ザ ミラクル ワーカー
「ミラクルワーカー?何ですか、それ?」
若い男が聞いた。
「ん?最近発明した薬でね。三重苦を治す効果があるんだ」
教授が答えた。そして「これがそうだよ」と言って側の透明の液体が入った瓶を相手に渡した。
瓶を受け取った男は一応中の液体を確認しながら言った。
「三重苦というと、見えない、聞こえない、しゃべれないっていう障害ですよね。そんなひどい病気がこれを注射するだけで良くなるんですか?すごいなあ」
男は本当に驚いたらしく、言葉に尊敬の念がこもっている。
「いや、ちょっと違うんだけどね」
それに対し、教授が照れたように言った。
「違う、といいますと?」
男の質問に教授が答えた。
「まず、この薬は君が考えているような本格的に重い障害を抱えた人向けではないんだ」
「は?」男は訳が分からず言った。「ではこの薬は一体?」
「実は」教授が説明した。
「それは本当に目が見えなかったり、耳が聞こえなかったり、しゃべることができなかったりする人に使うものではなくてね、目は確かに見えているんだけど見えてなかったり、耳は聞こえているはずなのに聞こえなかったり、しゃべれるはずなのにしゃべれなかったりする人に対して効果があるんだ」
「はい?」
男はまだよく理解できなかった。いったいどういうことなのだろう。
「つまりね、この世にはやたら鈍感な人間ってのがいるのよ。同じ現象を見て、聞いているのに、何でそんな結論になるのかってことがしばしばあると思わない?それと何でその状況で出るはずのセリフが出てこない?ってことがさあ」
「ああ、なるほど」
男は納得した。
「確かに、そんなことありますね。うん、うん」
「分かった?」
「ええ」
男はにっこり笑った。
「それで?」
「え?それで、って言いますと?」
男が聞き返した。
その反応を見て教授が首を傾げた。
「おかしいなあ。

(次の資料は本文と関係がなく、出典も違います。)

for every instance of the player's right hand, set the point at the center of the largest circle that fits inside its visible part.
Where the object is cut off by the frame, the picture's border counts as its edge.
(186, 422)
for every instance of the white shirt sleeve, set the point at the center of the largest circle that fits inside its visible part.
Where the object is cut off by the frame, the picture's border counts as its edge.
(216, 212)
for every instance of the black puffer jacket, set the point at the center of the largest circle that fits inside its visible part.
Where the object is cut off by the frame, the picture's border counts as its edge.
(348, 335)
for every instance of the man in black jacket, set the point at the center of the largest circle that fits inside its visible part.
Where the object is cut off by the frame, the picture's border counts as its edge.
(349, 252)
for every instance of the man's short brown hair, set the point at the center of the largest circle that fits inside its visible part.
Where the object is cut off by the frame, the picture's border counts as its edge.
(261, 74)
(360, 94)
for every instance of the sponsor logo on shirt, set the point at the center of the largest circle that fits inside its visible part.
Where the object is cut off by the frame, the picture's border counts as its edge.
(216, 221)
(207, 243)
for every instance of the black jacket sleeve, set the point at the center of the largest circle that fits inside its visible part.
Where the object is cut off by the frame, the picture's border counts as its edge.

そろそろ効いてきてもいいんだけど」
「はい?」
男が驚いて言った。
「さっき、君はその薬、注射すればって言ってたけど実は飲むものなのよ」
教授がそう言った瞬間、男はここに来るなり出されたお茶が少し味がおかしかったのを思い出した。
考えて見れば、今日はこの研究所は休み。それなのに自分はわざわざ呼び出され、二人っきりでここにいる。
しかも、今日の教授の服装は普段より随分と女っぽい。
そう言えば、あれも、これも、と男の脳裏に次々と教授との今までの付き合いの様子が浮かんできた。
「教授!」
男は真剣な目をして相手を見た。
「なに?」
教授はやや顔を赤らめながら期待した目で言った。
「僕は、実は……実は……」
「実は?」
「同性愛者なんです。済みません」
男は深々と頭を下げた。薬の力なのか、他人にカミングアウトしたのははじめてだった。
「はあ?」
なにそれ?教授はあまりのことに固まったままだった。男は心配しつつも、また頭を下げるとそそくさと部屋を出て行った。

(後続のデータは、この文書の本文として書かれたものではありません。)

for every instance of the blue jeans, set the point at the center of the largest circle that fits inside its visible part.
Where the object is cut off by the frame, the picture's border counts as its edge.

こうして教授の目論見は破綻し、変調を来した彼女は、後日ミラクルワーカーを方々に仕込むテロを行い、周囲は混乱のるつぼと化すのであった。
めでたくなし、めでたくなし。
おしまい
「どう?」
私は高鳴る胸を抑えながらアイザワ君に感想を聞いた。
「うん、今回もなかなか良かったんじゃない」
そう言って彼は原稿を返してよこした。そのしゃべり方や態度をしっかりと観察したが、何ら変化はない。普段と同じだ。
今日は休日。部室には私とアイザワ君しかいない。二人っきりだ。そして私はかなりおしゃれに頑張った格好をしているのだが。
私はこの物語の教授のように「それで?」と聞く勇気はなかった。
本当に世の中には見えているはずなのに見えず、聞こえたるはずなのに聞こえない、しゃべれるはずなのにしゃべれない、そんな人間がいっぱいいる。
今に本当にこんな薬ができるかもしれない。そんなふうに私は思った。
終わり
最期までお読みくださり、ありがとうございました。